Gezia, notre avenir

vocation_natureJe voudrais vous présenter une jeune fille qui a l’âge d’être ma fille. Elle s’appelle Gezia. Je ne l’ai encore jamais vue, si ce n’est en photo, mais j’ai le sentiment de la connaître, parce qu’elle m’a fait partagé ses espoirs, ses déceptions, sa foi, et quelques-unes de ses douleurs. Comme ma fille, Gezia représente mon avenir, je veux dire le nôtre, celui d’une jeunesse qui, avec ses faibles moyens, mais riche d’enthousiasme, lutte pour préserver la diversité de notre planète. Gezia Dirini est une jeune indonésienne qui travaille pour l’association Kalaweit, créée par Aurélien Brulé, dit Chanee, en vue de protéger les gibbons et les siamangs de Sumatra et de Bornéo.
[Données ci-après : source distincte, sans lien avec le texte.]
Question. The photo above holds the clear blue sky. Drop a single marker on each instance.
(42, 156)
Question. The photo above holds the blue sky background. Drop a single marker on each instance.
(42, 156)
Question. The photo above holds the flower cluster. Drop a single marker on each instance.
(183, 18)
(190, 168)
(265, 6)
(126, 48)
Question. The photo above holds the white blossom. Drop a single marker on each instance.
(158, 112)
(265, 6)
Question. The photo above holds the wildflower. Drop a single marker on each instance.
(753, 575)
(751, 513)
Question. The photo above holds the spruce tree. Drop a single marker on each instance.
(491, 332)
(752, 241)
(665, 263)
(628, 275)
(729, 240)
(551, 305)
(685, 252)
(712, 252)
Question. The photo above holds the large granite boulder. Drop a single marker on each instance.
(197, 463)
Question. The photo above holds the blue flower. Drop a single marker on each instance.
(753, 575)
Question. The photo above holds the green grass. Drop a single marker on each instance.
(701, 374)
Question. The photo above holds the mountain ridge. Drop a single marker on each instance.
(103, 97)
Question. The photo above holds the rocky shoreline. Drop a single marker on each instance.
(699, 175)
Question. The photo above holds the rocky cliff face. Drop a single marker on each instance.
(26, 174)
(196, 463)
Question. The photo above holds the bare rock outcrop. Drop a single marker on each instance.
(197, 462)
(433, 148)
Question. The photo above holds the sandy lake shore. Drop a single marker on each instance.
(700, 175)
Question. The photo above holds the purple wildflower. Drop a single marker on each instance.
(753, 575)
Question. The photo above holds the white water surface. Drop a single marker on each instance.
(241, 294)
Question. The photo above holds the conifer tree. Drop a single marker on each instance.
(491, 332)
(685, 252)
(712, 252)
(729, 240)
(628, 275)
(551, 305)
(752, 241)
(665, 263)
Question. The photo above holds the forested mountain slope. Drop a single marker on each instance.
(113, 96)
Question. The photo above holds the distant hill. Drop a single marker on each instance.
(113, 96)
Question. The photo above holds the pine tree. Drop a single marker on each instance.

Aurélien, le fondateur, est un défenseur de la biodiversité, un vrai, pas un de ses bavards, de ses poseurs qui passent plus de temps devant les caméras et dans leur hélicoptère pour garnir leur compte en banque ou flatter leur narcissisme. Chanee est constamment sur le terrain, il y vit, il y consacre tout, c’est un apostolat, un don de soi total. Depuis quelque temps, son blog permet de suivre, vidéo à l’appui, l’action qu’il mène au quotidien dans la forêt – on y apprend mille choses ; on partage de loin sa curiosité, ses inquiétudes ; on tremble même pour lui lorsqu’on le voit pister des braconniers. Mais Aurélien est de la trempe d’une Dian Fossey, d’une Jane Goodall ; ces hommes et ces femmes ne vivent pas les choses à moitié. Il faut écouter ce qu’ils se tuent à nous dire depuis tant d’années déjà, pour les plus anciens d’entre eux. Ils nous répètent sans cesse, avec une lucidité terrible pourtant matinée d’optimisme, que ce monde est à la fois beau et fragile, qu’il faut arrêter de le piétiner, d’en faire un espace mort, sans arbre, sans bruissement, sans couleur, sans différences ; ceux-là nous disent et nous redisent que des euros, des yens, des dollars, de l’huile de palme, des meubles de jardin, de la viande de brousse ou du papier, couvrent déjà des monceaux de cadavres et détruisent nos véritables richesses. Les listes d’espèces menacées, ou qui ont déjà disparu, s’allongent, se claironnent, s’égrènent comme une litanie sordide, et nous faisons régulièrement semblant de nous en désoler, le temps d’un journal télévisé, d’une rubrique internet, d’un brève trop rapidement ingurgitée, entre deux mauvaises nouvelles, parce que nous n’avons plus le temps ni le goût de jauger constamment le désastre, parce qu’il est vrai, souvent, la vie est difficile.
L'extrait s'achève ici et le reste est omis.